Qwest Communications International Inc. upped the ante yesterday in the bidding war for "Baby Bell" US West Inc. and long-distance carrier Frontier Corp.
Both companies had already accepted merger offers from international telecommunications newcomer Global Crossing Ltd. when Qwest announced its competing bids, to be paid largely in stock, on June 13. But Qwest stock subsequently tumbled by nearly 25 percent, reflecting shareholder jitters about the plan.
Yesterday's announcement not only raised the price for Qwest's offers but also sweetened the deal with cash to ensure that Qwest would not give up too much stock to acquire the two companies. Under the revised deal, Qwest said it would pay $69 a share in stock for US West and $68 a share in cash and stock for Frontier. Those prices, which are guaranteed against price movements in Qwest shares, are 8 percent higher than the Global Crossing price for Frontier and 11 percent more than the offer for US West. The total value of the offers increases to $54.3 billion from $50.3 billion.
In a conference call with reporters, Qwest Chairman Joseph P. Nacchio said his company had built the kind of network -- with 18,500 route miles in the United States alone -- that Global Crossing has yet to deliver.

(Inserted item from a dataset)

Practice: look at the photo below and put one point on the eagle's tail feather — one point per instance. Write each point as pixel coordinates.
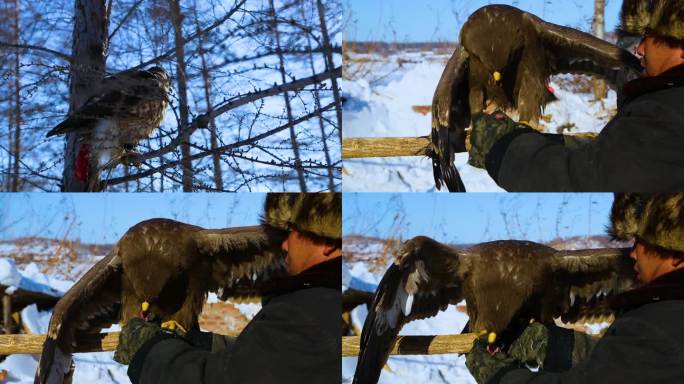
(378, 337)
(71, 124)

"Clearly we believed if you stack up Qwest to Global Crossing, you have to go a country mile to believe that these two companies are the same," Nacchio said.
US West shares rose $1, to $58, on the day's news, while Frontier gained $1.87 1/2, to $59.87 1/2. Global Crossing fell $1.56 1/4, to $45.87 1/2, and Qwest -- the most actively traded stock in U.S. markets -- fell $2.75, to $32.56 1/2.
Despite Wall Street's reaction, some analysts said the new Qwest offer has made it a real player in the fight. Coming up with a fixed-price deal was the "missing ingredient," said Frank Dzubeck, president of consulting firm Communications Network Architects Inc. Qwest has now put together "an extremely attractive offer" that demands the attention of the US West board, Dzubeck said. "If you were a major shareholder and they turned this down at $10 a share difference -- real money! -- what would you think? I'd think it was time to call my lawyers!"
Dzubeck said that either deal would create a telecommunications powerhouse. The international networks under construction by Global Crossing and by Qwest would complement the 14-state local phone services and data networks of US West and the national long-distance network built by Frontier, Dzubeck said; the combination with Qwest would create "a powerful creature" in the U.S. market, while the Global Crossing merger would set up a more potent international player. "It's a tossup," Dzubeck said.
The Qwest offer makes sense, said telecommunications analyst Roger Wery of Renaissance Worldwide. "Combining this big regional fortress [US West] with a nimble and effective network backbone [Qwest] is definitely a formidable combination -- it makes more sense, frankly, than a Global Crossing-US West" merger.
CAPTION: Qwest Chairman Joseph P. Nacchio sweetened the deal with cash.